Brüssel. Der österreichische Außenminister Sebastian Kurz hat die EU aufgefordert, sich auf eine Aufkündigung des Flüchtlingsabkommens durch die Türkei einzustellen. Europa könne mehrere Bedingungen Ankaras für die weitere Zusammenarbeit in diesem Bereich »definitiv nicht erfüllen«, sagte Kurz am Montag bei Beratungen der EU-Außenminister in Brüssel.
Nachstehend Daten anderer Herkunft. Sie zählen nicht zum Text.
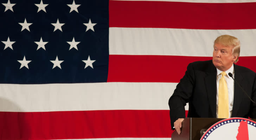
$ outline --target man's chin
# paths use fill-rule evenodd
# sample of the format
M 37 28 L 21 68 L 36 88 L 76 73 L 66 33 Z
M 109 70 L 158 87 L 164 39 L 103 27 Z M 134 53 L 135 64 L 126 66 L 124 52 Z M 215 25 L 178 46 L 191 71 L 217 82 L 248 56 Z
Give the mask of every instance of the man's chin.
M 221 66 L 220 62 L 219 61 L 212 61 L 213 65 L 217 68 L 219 68 Z

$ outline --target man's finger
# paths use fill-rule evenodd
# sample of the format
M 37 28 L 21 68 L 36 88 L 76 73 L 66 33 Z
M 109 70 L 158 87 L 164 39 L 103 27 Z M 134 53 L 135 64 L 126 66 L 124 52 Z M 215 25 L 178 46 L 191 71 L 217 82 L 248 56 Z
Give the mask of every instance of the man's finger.
M 177 127 L 177 128 L 175 128 L 176 129 L 176 131 L 177 131 L 177 133 L 178 133 L 178 134 L 179 135 L 180 134 L 180 128 L 179 127 Z

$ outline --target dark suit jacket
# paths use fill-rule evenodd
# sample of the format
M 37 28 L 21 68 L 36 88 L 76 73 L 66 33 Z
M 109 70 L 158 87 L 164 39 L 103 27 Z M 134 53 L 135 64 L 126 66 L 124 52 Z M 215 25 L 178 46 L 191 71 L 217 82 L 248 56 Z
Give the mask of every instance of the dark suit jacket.
M 235 79 L 256 101 L 256 74 L 234 64 Z M 172 128 L 179 118 L 185 118 L 184 106 L 188 103 L 188 117 L 216 118 L 217 72 L 212 60 L 195 62 L 187 66 L 185 75 L 169 100 Z M 235 82 L 231 117 L 256 118 L 256 105 L 252 103 Z

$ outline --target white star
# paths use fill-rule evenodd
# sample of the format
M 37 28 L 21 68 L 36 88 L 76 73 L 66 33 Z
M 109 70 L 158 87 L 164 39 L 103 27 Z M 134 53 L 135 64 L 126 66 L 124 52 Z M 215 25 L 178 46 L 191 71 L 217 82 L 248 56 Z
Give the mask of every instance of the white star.
M 8 2 L 7 2 L 7 4 L 2 4 L 5 6 L 5 12 L 9 9 L 10 10 L 12 11 L 12 12 L 13 12 L 13 10 L 12 9 L 12 7 L 14 6 L 14 5 L 16 4 L 11 4 L 10 2 L 10 0 L 8 0 Z
M 39 42 L 34 42 L 37 43 L 37 44 L 38 45 L 38 46 L 37 47 L 37 50 L 38 50 L 38 49 L 41 48 L 44 49 L 44 50 L 45 50 L 45 47 L 44 47 L 44 45 L 46 44 L 48 42 L 43 42 L 43 40 L 42 39 L 42 37 L 41 37 L 40 39 L 40 41 Z
M 41 0 L 41 2 L 40 4 L 35 4 L 35 5 L 38 7 L 38 10 L 37 10 L 37 13 L 40 10 L 43 10 L 46 13 L 46 10 L 45 10 L 45 7 L 49 5 L 48 4 L 44 4 L 43 3 L 43 0 Z
M 74 10 L 76 11 L 78 13 L 77 7 L 81 5 L 76 5 L 76 4 L 75 3 L 75 0 L 73 1 L 73 4 L 72 4 L 72 5 L 67 4 L 67 5 L 68 5 L 68 6 L 69 6 L 71 8 L 70 11 L 69 12 L 69 13 L 71 13 L 71 12 L 73 11 Z
M 4 50 L 5 49 L 9 47 L 12 50 L 13 50 L 13 49 L 12 49 L 12 45 L 14 43 L 14 42 L 15 42 L 16 41 L 10 41 L 10 39 L 9 38 L 9 36 L 8 36 L 8 38 L 7 39 L 7 41 L 2 41 L 2 42 L 3 42 L 4 44 L 5 44 L 5 48 L 4 49 Z
M 76 45 L 78 44 L 79 43 L 80 43 L 80 42 L 75 42 L 75 41 L 74 37 L 73 37 L 73 40 L 72 40 L 72 42 L 67 42 L 70 45 L 70 47 L 69 48 L 69 50 L 70 50 L 71 49 L 73 48 L 76 49 L 77 50 L 78 50 L 78 49 L 77 49 L 77 47 Z
M 55 68 L 56 66 L 58 66 L 58 67 L 59 68 L 61 69 L 61 67 L 60 66 L 60 63 L 62 63 L 64 61 L 59 61 L 58 59 L 58 56 L 56 57 L 56 59 L 55 61 L 50 60 L 50 61 L 53 63 L 53 66 L 52 67 L 52 69 L 53 69 L 54 68 Z
M 92 66 L 92 63 L 94 62 L 94 61 L 96 61 L 96 60 L 91 60 L 91 59 L 90 58 L 90 56 L 89 56 L 88 57 L 88 59 L 87 59 L 87 60 L 82 60 L 82 61 L 86 64 L 85 64 L 85 67 L 84 67 L 84 69 L 86 68 L 88 66 L 90 66 L 93 69 L 93 67 Z
M 57 29 L 58 29 L 60 30 L 60 31 L 62 31 L 62 29 L 61 29 L 61 27 L 65 24 L 65 23 L 60 23 L 59 22 L 59 19 L 57 19 L 57 22 L 56 23 L 51 24 L 54 26 L 54 30 L 53 31 L 53 32 Z
M 22 31 L 24 29 L 26 29 L 28 31 L 30 31 L 29 30 L 29 26 L 33 24 L 32 23 L 27 23 L 27 20 L 25 18 L 25 20 L 24 21 L 24 23 L 19 23 L 19 24 L 20 24 L 20 25 L 22 26 L 22 28 L 21 29 L 21 31 Z
M 84 25 L 86 26 L 87 26 L 86 27 L 86 30 L 85 31 L 87 31 L 89 30 L 89 29 L 90 29 L 91 30 L 92 30 L 93 31 L 94 31 L 94 29 L 93 29 L 93 27 L 95 25 L 96 25 L 97 23 L 92 23 L 91 22 L 91 19 L 89 19 L 89 23 L 83 23 L 84 24 Z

Es sei deshalb »notwendig, dass wir uns darauf vorbereiten, dass der Flüchtlingsdeal aufgekündigt wird«.

Der Fall des Visa-Zwangs für türkische Bürger und die Beschleunigung der EU-Beitrittsverhandlungen seien zwei Bedingungen Ankaras, die nicht erfüllt werden könnten, sagte Kurz. Die EU müsse deshalb »dringend« Vorkehrungen treffen, »dass wir selbst imstande sind, den Migrationsstrom zu stoppen«, wenn der Flüchtlingsdeal durch die Türkei aufgekündigt werde.

Angesichts des verschärften Vorgehens der türkischen Regierung gegen ihre Gegner seit dem gescheiterten Militärputsch im Juli berieten die EU-Außenminister in Brüssel über den künftigen Kurs gegenüber Ankara. Die Türkei ist seit 2005 Kandidat für einen EU-Beitritt. Die Verhandlungen kamen lange nicht voran. Erst die stärkere Zusammenarbeit in der Flüchtlingskrise seit Ende 2015 gab den Gesprächen neuen Schwung - der nun aber wieder erlahmt ist.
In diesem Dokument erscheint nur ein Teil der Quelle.